俺は、女王の混乱と、マーティンが作り出した決定的な隙を見逃さなかった。長槍を低く構え、助走を付けることなく、全身のバネを使って、残る力をすべて乗せた。

狙いは、女王の巨体の奥深く、最初の一撃で傷をつけた腹部の付け根。そこは、生命を産み出す器官に最も近い場所だ。

俺は、血溜まりを蹴り、滑るように突進した。女王の全身が痙攣し、身体を反転させようともがく。

「これで、終わりだ!」

俺の叫びと共に、長槍の穂先は、女王の肉体を貫いた。

バギィッ!

長槍は、女王の甲殻の裏側にある硬い骨格を突き破り、その腹部の深部に達した。俺の長槍に伝わるのは、もはや肉体の抵抗ではない。生命の核が、一瞬にして機能を停止した、冷たい手応えだった。

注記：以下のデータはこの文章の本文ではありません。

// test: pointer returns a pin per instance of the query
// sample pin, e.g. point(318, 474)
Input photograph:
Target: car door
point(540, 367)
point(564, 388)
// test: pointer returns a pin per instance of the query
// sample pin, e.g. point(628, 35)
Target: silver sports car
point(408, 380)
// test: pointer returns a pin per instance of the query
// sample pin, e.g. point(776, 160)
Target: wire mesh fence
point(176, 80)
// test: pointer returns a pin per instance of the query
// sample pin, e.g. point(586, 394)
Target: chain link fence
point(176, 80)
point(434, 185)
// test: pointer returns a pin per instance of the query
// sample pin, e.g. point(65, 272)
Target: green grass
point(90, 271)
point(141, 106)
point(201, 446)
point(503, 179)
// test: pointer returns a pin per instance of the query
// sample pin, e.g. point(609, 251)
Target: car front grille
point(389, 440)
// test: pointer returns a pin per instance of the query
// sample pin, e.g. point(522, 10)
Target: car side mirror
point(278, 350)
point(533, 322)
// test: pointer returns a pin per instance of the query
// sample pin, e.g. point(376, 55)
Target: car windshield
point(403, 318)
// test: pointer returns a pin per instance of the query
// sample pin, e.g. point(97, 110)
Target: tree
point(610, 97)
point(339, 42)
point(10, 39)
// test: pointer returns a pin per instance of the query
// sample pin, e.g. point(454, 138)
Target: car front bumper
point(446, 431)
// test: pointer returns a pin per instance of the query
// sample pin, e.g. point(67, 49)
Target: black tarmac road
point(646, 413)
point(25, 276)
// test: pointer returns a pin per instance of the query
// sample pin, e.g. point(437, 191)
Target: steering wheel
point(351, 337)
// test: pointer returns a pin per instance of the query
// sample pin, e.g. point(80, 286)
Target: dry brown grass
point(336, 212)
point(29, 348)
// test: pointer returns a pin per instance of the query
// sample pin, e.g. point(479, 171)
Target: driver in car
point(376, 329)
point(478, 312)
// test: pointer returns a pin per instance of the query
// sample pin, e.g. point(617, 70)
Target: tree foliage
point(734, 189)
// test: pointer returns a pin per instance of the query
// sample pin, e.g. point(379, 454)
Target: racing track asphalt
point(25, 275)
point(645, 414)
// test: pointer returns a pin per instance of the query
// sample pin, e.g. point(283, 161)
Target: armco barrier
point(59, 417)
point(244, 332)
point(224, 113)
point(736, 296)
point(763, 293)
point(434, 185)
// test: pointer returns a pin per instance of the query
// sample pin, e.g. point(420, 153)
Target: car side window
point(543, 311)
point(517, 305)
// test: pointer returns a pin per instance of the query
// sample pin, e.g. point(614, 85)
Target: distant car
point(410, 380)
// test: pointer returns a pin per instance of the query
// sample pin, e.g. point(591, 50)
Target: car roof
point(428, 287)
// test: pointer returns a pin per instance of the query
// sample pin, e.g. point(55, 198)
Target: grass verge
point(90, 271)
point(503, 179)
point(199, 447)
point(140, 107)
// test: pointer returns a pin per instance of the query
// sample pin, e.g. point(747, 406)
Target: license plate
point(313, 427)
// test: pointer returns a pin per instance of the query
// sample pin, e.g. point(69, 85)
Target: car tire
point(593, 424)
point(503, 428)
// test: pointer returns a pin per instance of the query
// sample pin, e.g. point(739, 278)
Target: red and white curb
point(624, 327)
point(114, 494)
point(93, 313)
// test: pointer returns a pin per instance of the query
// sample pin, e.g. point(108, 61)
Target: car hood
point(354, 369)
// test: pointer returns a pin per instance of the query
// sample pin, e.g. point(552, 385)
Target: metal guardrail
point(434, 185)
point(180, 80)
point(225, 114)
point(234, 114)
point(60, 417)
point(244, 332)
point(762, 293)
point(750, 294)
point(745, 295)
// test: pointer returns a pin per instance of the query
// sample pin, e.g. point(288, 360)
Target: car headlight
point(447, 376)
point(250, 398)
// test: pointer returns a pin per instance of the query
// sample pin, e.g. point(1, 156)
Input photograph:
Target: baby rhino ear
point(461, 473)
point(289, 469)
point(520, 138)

女王の巨大な目から、光が失われた。その青白い酸液の残滓も消え去り、巨体は、静かに、しかし凄まじい質量を伴って、孵化室の中央に崩れ落ちた。

ドオオオオオン!

女王の崩壊と共に、部屋全体が激しく揺れた。天井の岩盤が音を立てて崩れ落ちる。

俺たちは、女王の死骸が巻き起こした土煙と、熱い体液の飛沫に包まれながら、その場に立ち尽くした。

勝った。

俺たちは、王都の騎士団が正面から恐れた女王を、たった二人の冒険者の連携と、最高の得物の一撃で、完全に仕留めたのだ。

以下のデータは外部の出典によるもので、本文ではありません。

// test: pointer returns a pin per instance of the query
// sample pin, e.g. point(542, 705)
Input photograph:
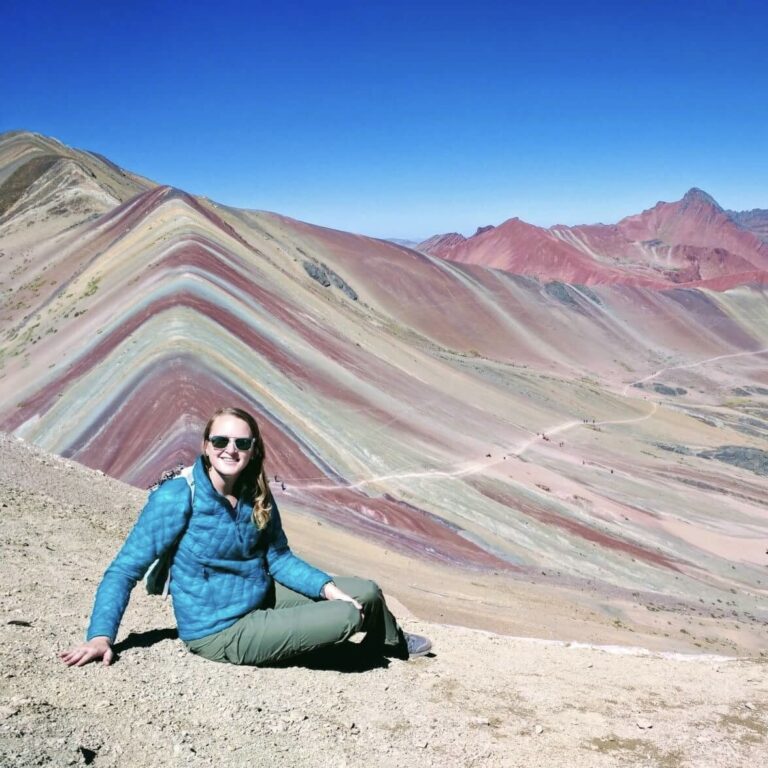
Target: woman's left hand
point(332, 592)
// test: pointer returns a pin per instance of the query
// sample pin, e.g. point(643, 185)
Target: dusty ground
point(482, 699)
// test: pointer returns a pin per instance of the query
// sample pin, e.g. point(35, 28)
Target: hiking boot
point(417, 645)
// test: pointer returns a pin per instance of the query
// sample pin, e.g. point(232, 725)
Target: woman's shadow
point(344, 657)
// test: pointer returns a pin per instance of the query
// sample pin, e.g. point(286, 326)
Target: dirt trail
point(481, 700)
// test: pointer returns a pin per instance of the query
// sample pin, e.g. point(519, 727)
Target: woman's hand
point(332, 592)
point(96, 648)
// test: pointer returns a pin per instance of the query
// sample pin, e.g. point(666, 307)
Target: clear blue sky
point(403, 119)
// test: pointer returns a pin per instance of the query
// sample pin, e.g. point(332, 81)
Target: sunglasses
point(219, 442)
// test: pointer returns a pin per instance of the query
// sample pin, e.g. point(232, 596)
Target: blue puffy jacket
point(224, 564)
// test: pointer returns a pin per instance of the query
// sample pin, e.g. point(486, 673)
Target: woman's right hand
point(96, 648)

マーティンは、戦斧を引き抜き、肩で荒い息を繰り返した。その顔は、血と汗と土煙で汚れていたが、その瞳には、凱旋の喜びではなく、長年の冒険者としての達成感が満ちていた。

「やったな、ジーンズ」

マーティンの声は掠れていたが、勝利の重みを伴っていた。

俺は長槍を引き抜き、血溜まりの中で、そっと彼に笑い返した。

しかし、安堵は一瞬で消えた。

女王の死によって、魔物たちの統率が崩壊したのだ。頭上の坑道全体から、狂乱した魔物たちの咆哮が響き渡り始めた。王都討伐隊が押し込んでいた魔物たちが、女王の死を感知し、無秩序に分散し始めている。

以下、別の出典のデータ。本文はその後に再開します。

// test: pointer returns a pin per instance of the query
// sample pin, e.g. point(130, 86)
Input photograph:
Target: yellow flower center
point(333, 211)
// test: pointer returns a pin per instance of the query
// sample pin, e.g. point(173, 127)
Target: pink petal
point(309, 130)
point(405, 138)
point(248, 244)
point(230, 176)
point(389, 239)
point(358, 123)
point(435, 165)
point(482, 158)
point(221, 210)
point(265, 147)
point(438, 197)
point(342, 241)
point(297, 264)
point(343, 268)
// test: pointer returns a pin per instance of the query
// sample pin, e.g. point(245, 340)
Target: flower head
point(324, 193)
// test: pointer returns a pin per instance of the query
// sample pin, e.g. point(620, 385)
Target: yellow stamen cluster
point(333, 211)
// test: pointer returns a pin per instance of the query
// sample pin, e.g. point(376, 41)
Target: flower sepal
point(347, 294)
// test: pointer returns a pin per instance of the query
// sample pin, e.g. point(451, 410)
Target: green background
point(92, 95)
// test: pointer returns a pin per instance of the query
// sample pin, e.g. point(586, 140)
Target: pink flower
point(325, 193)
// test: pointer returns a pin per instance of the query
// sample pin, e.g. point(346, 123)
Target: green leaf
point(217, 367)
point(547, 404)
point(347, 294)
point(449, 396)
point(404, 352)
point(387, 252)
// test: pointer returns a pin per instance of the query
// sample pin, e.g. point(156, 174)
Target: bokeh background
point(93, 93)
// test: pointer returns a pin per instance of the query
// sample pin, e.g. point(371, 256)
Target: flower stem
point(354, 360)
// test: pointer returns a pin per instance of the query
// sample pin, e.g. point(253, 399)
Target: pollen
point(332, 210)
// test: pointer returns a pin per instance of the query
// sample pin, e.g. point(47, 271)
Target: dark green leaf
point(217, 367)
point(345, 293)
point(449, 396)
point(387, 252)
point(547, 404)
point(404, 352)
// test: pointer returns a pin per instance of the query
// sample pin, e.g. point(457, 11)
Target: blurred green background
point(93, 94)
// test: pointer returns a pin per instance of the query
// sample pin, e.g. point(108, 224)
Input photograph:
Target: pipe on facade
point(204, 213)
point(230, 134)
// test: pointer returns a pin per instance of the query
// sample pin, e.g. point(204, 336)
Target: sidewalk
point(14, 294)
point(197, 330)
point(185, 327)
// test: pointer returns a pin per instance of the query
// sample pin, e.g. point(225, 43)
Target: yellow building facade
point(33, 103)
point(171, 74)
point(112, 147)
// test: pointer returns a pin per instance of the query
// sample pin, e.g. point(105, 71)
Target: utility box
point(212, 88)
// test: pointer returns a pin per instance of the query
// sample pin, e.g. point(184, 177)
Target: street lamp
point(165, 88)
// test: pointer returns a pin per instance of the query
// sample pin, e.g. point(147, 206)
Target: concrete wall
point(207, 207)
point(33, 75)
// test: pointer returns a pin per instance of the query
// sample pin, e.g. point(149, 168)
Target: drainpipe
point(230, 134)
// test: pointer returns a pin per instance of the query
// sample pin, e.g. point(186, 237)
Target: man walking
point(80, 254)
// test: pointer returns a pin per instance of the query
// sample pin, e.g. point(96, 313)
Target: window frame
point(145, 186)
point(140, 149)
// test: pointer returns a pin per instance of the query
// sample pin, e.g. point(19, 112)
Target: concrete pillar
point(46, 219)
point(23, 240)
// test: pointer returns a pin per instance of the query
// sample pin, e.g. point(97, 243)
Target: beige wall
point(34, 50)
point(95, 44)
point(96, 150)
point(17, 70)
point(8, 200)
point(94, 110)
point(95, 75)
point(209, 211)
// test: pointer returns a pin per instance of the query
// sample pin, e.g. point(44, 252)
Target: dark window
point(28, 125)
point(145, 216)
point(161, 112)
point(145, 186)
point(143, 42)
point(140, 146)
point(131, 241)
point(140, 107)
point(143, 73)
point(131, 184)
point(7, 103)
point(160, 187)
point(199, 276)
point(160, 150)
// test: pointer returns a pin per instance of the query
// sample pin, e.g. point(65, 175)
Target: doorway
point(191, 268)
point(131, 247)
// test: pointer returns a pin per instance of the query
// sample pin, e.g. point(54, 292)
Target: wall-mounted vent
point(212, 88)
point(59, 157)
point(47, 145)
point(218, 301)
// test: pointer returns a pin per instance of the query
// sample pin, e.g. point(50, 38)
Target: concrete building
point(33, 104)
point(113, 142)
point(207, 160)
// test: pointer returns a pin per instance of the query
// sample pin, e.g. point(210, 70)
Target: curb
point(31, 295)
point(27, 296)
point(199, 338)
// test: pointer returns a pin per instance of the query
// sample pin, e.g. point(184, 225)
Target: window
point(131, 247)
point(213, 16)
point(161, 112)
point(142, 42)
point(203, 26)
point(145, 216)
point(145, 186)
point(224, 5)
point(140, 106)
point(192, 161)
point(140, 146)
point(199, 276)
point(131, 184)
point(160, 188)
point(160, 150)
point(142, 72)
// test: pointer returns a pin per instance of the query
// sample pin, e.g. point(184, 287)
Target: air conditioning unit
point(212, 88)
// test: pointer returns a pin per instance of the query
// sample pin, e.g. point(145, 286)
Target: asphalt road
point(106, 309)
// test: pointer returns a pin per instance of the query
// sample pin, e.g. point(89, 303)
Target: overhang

ニールが言った、「大穴の魔物たちが分散した際」という最悪の事態が、現実となった。

「急ぐぞ、マーティン。今すぐ、ここを離れる」

俺たちは、女王の死骸という証拠を背に、狂乱する魔物たちの群れの中を、生きて帰るための第二の戦いを開始しなければならなかった。